# Xbox live hackers steal money out of mom's Visa



## carverman (Nov 8, 2010)

It's a creative hacking world out there it seems and the Microsoft Xbox games (Microsoft Xbox Live) seems to feed the users (just like buying drugs) and extort money out of them.
Hackers are quite prevalent on these Xbox Live accounts and steal virtual credits bought from Microsoft and money out of your credit card, if it is left as an open credit card
where the CC information is retained.
http://www.cbc.ca/news/canada/british-columbia/story/2013/03/22/bc-fifa-hacking.html




> It’s big business. They (Microsoft) are targeting the kids, especially under 13. The kids think this is the best thing since sliced bread, so I feel that they are targeting the kids and getting their parents to pay more and more and more into a digital [player] add-on system.”


Ok, this is the mom's fault for giving "little Johnny" her credit card information and not keeping tabs on how it was going to be used.

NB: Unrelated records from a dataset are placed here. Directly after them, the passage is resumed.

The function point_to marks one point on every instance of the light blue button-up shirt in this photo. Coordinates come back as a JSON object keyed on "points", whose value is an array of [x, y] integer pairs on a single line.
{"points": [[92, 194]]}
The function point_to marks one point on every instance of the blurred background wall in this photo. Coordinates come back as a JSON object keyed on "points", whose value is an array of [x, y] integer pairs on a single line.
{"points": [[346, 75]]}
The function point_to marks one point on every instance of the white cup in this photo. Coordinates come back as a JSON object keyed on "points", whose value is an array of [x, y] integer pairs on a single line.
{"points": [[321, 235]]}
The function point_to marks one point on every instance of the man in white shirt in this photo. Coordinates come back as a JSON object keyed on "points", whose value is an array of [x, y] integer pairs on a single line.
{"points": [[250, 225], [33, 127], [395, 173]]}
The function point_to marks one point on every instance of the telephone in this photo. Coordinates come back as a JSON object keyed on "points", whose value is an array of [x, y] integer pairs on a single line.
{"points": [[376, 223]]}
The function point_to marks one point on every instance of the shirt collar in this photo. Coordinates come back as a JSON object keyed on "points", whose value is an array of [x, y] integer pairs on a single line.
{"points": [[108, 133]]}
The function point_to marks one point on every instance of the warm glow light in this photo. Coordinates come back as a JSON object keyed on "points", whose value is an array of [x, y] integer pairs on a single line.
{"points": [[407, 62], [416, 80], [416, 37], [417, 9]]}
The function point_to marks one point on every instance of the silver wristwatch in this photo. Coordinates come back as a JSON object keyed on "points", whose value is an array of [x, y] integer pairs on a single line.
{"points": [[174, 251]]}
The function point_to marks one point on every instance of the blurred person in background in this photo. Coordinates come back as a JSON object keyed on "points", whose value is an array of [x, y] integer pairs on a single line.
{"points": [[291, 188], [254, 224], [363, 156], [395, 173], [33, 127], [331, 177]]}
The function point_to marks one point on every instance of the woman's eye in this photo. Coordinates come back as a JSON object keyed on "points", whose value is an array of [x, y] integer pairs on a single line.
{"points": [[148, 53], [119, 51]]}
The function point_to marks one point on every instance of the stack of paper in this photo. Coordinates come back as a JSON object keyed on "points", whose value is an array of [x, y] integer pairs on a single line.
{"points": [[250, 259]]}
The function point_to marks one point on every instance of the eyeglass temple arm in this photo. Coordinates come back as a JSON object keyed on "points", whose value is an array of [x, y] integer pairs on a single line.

"Little Johnny"...Mom! I just gotta buy these additional virtual players on my team..because MY team is going to win..but I just need to get "Beckham" for $100!
Mommie: ok little Johnny..I don't want to hold you back on your dreams of being a champion soccer player..here's my Visa..but "choose wisely".


----------



## financialnoob (Feb 26, 2011)

I love how she calls out Microsoft for lax security after handing her 11-year old her credit card.

There are so many other ways to buy this type of stuff that doesn't involve saving your credit card info in your 11 year-old's video game machine. While I agree MS could do more, this woman could have also prevented it all by exercising a bit of caution.


----------



## Ponderling (Mar 1, 2013)

I buy xbox live points for 4 months at a time worth at the video game store. I hand over my credit card to the clerk in the bricks and mortar store. I sign the slip.

I hand over the validation code to my kids near the renewal time, if they are on top of the repsonibilites of using the box - ie are household chores still being done attentivley, and homework being done, and gettign to school regualrly. 

There are times when the subscription lapses due to me holding out on them for a week or two until I see evidence that life can be moved forward without me nagging when the box still exists, but all of thier online buddies are not available to network with in live mode.


----------